Google, monstre froid

Michael Taylor a cependant trouvé du soutien quand certaines associations se sont rendues compte du mauvais procès fait au restaurateur. D’abord auprès du représentant local de SOS Racisme, Cheikh Diaby ; ainsi qu’auprès d’une association martiniquaise. Le premier va organiser une réunion de sensibilisation autour du racisme le 27 juin et a décidé qu’elle se déroulerait symboliquement au Senza Nome. La seconde fait une soirée le 24 juin pour venir en aide au restaurateur. La presse locale a également raconté son histoire.

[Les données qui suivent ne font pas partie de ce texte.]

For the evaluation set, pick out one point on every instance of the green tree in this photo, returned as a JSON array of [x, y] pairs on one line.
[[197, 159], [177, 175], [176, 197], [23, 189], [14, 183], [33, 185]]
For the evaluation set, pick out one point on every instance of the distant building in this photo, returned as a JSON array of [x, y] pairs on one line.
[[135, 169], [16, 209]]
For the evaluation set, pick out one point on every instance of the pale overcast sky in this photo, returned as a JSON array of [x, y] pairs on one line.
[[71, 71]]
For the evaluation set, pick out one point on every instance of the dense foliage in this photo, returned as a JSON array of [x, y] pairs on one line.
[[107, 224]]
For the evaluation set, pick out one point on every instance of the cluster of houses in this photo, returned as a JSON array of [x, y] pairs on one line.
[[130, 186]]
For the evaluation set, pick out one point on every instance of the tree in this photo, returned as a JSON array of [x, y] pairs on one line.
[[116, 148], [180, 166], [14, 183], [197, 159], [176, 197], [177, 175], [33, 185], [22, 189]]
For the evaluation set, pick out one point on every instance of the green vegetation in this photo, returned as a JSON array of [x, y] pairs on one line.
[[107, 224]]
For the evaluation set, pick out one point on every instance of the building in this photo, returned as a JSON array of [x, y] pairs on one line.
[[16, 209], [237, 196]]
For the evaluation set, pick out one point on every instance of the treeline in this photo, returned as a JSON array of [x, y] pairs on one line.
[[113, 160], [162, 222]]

A relire: Antoine Griezmann n’est pas raciste, lui

Sa réputation comme celle de son restaurant ayant été atteinte, Michael Taylor doit également faire face à l’omerta de Google. L’épisode au cœur de la polémique remonte à il y a deux mois, mais l’entreprise est restée sourde à tous ses appels et laisse les calomnies et la diffamation se poursuivre, sans se sentir concernée ni intervenir. Elle s’en lave les mains. Pourtant la peur que ressent le restaurateur face à ces accusations mensongères n’est pas sans fondement. « Aujourd’hui il arrive que les gens se fassent tuer ou voient leur vie menacée pour un rien, un mauvais regard, une fausse accusation. Il y a des personnes qui viennent prendre des photos de mon établissement et me regardent comme une bête de foire ou avec mépris et colère. Maintenant j’ai une boule au ventre dès que les gens m’approchent. » Il est également surpris des répercussions qu’a cette histoire et de l’instrumentalisation qu’elle provoque : il a reçu des appels d’un reporter canadien, d’un journaliste de Belgique ou de numéros new-yorkais, tous très avides de traiter cette nouvelle affaire de racisme en France. Au vu de la couverture très locale de l’affaire, il se demande encore comment celle-ci a pu autant rayonner, si ce n’est par l’intermédiaire de réseaux militants.

Antiracisme dévoyé

Ce qui déclenche toute cette violence est bien l’accusation de blackface. Une des personnes participant à la soirée était déguisée en vierge Marie par exemple. Cela pourrait paraitre comme « blasphématoire » pour un catholique, mais là-dessus il n’a subi aucune cabale. En attendant, Michael Taylor va tous les jours au travail « avec la boule au ventre ». Il ne dort plus et voit son activité péricliter sans pouvoir vraiment se défendre. Le pouvoir des réseaux sociaux est aussi important que les recours sont limités et bien entendu, ses accusateurs et tous ceux qui propagent rumeurs et mensonges sont abrités derrière un confortable anonymat. Quant à pousser à la faillite une petite entreprise, les internautes militants s’en moquent. Leur cause, l’antiracisme, justifie tout : dans leur représentation du monde, désigner des coupables est plus important que se soucier de vérité. Il y a, chez certains militants que l’on peut qualifier de racialistes, un racisme parfaitement assumé. Pour eux, l’homme blanc est coupable, par nature – de naissance pourrait-on dire. On ne peut l’accuser à tort et il ne peut être victime. Cette attitude est même devenue le fonds de commerce de tous ceux qui prospèrent sur l’accusation de “racisme systémique”. Or cette instrumentalisation, qui justifie l’expression de la haine raciale, est en train de tuer l’antiracisme. Celui-ci était à l’origine un appel au dépassement, à la reconnaissance de l’égale dignité humaine de tous les hommes, au fait que les différences de couleur de peau n’engendraient pas de hiérarchies entre les hommes, ni un comportement ou une identité spécifique. Un homme se juge à ses actes et non à ses origines, c’est là le cœur de la culture humaniste.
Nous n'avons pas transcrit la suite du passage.